Thus, the Second Department has held excludable "a reasonable period [for the People] to notify the defendant and arrange for his arraignment.” (People v Pappas, 128 AD2d 556, 558 [2d Dept 1987]; see, People v Baker, 131 AD2d 491, 492, supra; see also, People v Gadsden, NYLJ, Jan. 21, 1982, at 13, cols 3, 4 [Sup Ct, Kings County].) Pappas, Baker and Gadsden were all Kings County cases. The delay was 10 days in Pappas, 11 days in Gadsden, and an unspecified period in Baker.

The instant case involves a 41-day delay, and arises in Queens County, where the People do not set the arraignment date or notify the defendant. Rather, the People notify the court of the indictment, and the Criminal Court Clerk seeks the arraignment date, usually 4 or 5 weeks down the line, and then notifies the People and the defendant of the date. The need for a 4- or 5-week adjournment is occasioned more by the congestion in the Arraignment Part in Queens County Supreme Court than it is by the concern for sufficient time to obtain the defendant’s presence in court, which is the concern of paragraph (c) of subdivision (4).

The critical issue thus becomes whether the congestion in the Supreme Court Arraignment Part renders excludable the time between indictment and arraignment.

In People v Conrad (44 NY2d 863, 864 [1978], affg on opn below 93 Misc 2d 655, 655-656 [Monroe County Ct 1976]), the Court of Appeals held that CPL 30.30 was not violated when the People were prevented from timely answering ready for trial by the trial court’s negligent setting of the trial date beyond the 30.30 time limit. Of course, Conrad does not dispose of the instant case, since the 30.30 time limit had not expired in the instant case at the time of the arraignment set by the Criminal Court Clerk.
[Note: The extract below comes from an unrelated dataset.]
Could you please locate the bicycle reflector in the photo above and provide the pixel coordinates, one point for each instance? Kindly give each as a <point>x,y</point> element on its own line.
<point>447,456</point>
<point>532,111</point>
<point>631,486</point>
*544The construction of Conrad (supra) by the lower courts has not been particularly consistent. A recent Criminal Court Judge has effectively ignored Conrad, finding that the prosecutor can obviate the trial court’s error in setting the trial date beyond the 30.30 period by either having the case advanced or serving and filing a certificate of readiness before the adjourned date. (People v Rodriguez, 131 Misc 2d 864, 865-866 [Crim Ct, NY County 1986].) Another Criminal Court Judge relied on Conrad in holding excludable an adjournment ordered by the court for the purpose of restoring the case to the calendar (upon the People’s motion) and notifying the parties. (People v Clark, 120 Misc 2d 365, 368-369 [Crim Ct, Kings County 1983].)

Although then Justice (now Judge) Hancock argued in dissent in People v Thill (75 AD2d 709, 711, 712 [4th Dept 1980], revd on other grounds 52 NY2d 1020, 1021-1022, upon remittitur 81 AD2d 754, cert denied 454 US 829 [1981]) that the six-day delay between indictment and arraignment should be excludable because it was "caused by the 'usual practice’ of the County Clerk’s office” in creating such delays, the majority memorandum found that period chargeable (People v Thill, supra, at 710). The Fourth Department has apparently reaffirmed the majority position in Thill in a unanimous memorandum joined by then Justice Hancock as well as by then Justice (now Judge) Simons. (People v McCaffery, 78 AD2d 1003 [4th Dept 1980].)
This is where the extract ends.